By Calvin Biesecker
Alliant Techsystems [ATK] Wednesday evening posted double-digit top and bottom line growth driven by its ammunition business, which is demonstrating broad strength in multiple markets.
The nation’s leading provider of ammunition for the U.S. military said sales were up due to a contract for non-standard ammunition for the Afghan Security Forces and higher ammo sales for the U.S. military as well as commercial, law enforcement and international customers. Profits were up on the higher ammo sales, as well as higher volumes of commercial and military aircraft structures, and advanced weapons programs.
Despite the sudden departure of Dan Murphy as ATK’s chairman and CEO this week, the current leaders told analysts yesterday that the company will maintain its business development and capital deployment strategies.
The company hopes to have a new CEO in place early next year to be part of the annual budget planning before that process wraps up in the February and March timeframe.
ATK “won’t skip a beat,” Ronald Fogleman, the company’s new chairman, said. He noted that the current leaders remain in place.
Citing Murphy’s lead in establishing ATK’s brand of low cost innovation, Fogleman said that’s an “industry discriminator” for the company, which will also “remain focused on our core areas…I think that the key thing for us is to stay the course that has proven to be successful up to this point.”
As for capital deployment, John Shroyer, ATK’s interim CEO and chief financial officer, said “flexibility” will still be important to deliver shareholder value.
“I don’t anticipate any significant departure from the way we have operated over the last several years,” Shroyer said. “We’ll look to strategic acquisitions, debt repayments, internal investments and share repurchases.”
Net income climbed 18 percent to $72.5 million, $2.19 earnings per share (EPS), compared to $61.5 million ($1.77 EPS) a year ago, topping consensus estimates by 13 cents EPS. Margins improved 20 basis points to 11.2 percent. Higher pension expenses, additional investments in long-term precision weapons systems, and reduced incentive fees on a missile defense program partially offset the improved profits.
Armament Systems, which is responsible for ATK’s ammo and gun businesses, posted a 58 percent increase in its operating profits. Operating profits were down at the Mission Systems and Space Systems segments.
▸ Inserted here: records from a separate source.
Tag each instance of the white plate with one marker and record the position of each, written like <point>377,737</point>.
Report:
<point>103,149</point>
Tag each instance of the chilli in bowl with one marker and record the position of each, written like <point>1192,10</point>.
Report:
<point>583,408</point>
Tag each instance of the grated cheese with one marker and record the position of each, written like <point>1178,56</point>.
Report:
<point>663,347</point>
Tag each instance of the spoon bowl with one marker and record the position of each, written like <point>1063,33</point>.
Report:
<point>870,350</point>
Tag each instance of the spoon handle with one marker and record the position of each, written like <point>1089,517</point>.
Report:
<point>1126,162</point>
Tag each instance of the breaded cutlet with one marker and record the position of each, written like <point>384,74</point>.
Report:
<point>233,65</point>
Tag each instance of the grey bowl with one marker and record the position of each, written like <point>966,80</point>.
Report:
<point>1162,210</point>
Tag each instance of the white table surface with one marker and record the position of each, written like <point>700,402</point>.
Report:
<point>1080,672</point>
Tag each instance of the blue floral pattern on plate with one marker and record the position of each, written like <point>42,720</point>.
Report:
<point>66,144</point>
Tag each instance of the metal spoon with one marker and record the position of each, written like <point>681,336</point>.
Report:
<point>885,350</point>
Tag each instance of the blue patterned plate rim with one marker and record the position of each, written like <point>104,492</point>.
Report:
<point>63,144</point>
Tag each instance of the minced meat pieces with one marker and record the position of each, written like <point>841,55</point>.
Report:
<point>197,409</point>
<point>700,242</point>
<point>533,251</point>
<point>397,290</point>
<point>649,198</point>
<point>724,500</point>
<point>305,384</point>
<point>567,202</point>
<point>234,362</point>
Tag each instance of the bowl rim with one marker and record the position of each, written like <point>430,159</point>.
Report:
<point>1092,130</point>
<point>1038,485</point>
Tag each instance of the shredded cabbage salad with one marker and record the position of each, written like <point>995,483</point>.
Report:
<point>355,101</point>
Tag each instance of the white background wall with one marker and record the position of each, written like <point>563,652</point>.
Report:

ATK’s sales increased 11 percent to $1.2 billion compared to $1.1 billion a year ago, with organic growth 9 percent. Sales were down as expected at the company’s Space Systems segment due to the ramp down in the Air Force Minuteman III ICBM program and the termination of the Kinetic Energy Interceptor program.
Based on the strong quarter and improved outlook for the rest of its fiscal year, ATK raised its earnings, sales and free cash flow guidance for FY ’10. The earnings outlook was bumped up 15 cents to between $8.60 and $8.75 EPS while sales are forecast to be in the $4.8 billion to $4.9 billion range, a $25 million increase from prior guidance. Shroyer said that international and commercial business is expected to account for 30 percent of FY ’10 sales. Free cash flow is expected to be $150 million versus prior expectations of $110 million to $130 million.
ATK will provide guidance for FY ’11 when it reports third quarter results. Shroyer said he expects pension expense to be a headwind next year but that the company can hold the line on margins and possibly even grow them through strong execution. Sales growth drivers in FY ’11 should be commercial and military aircraft structures and precision weapons, he added.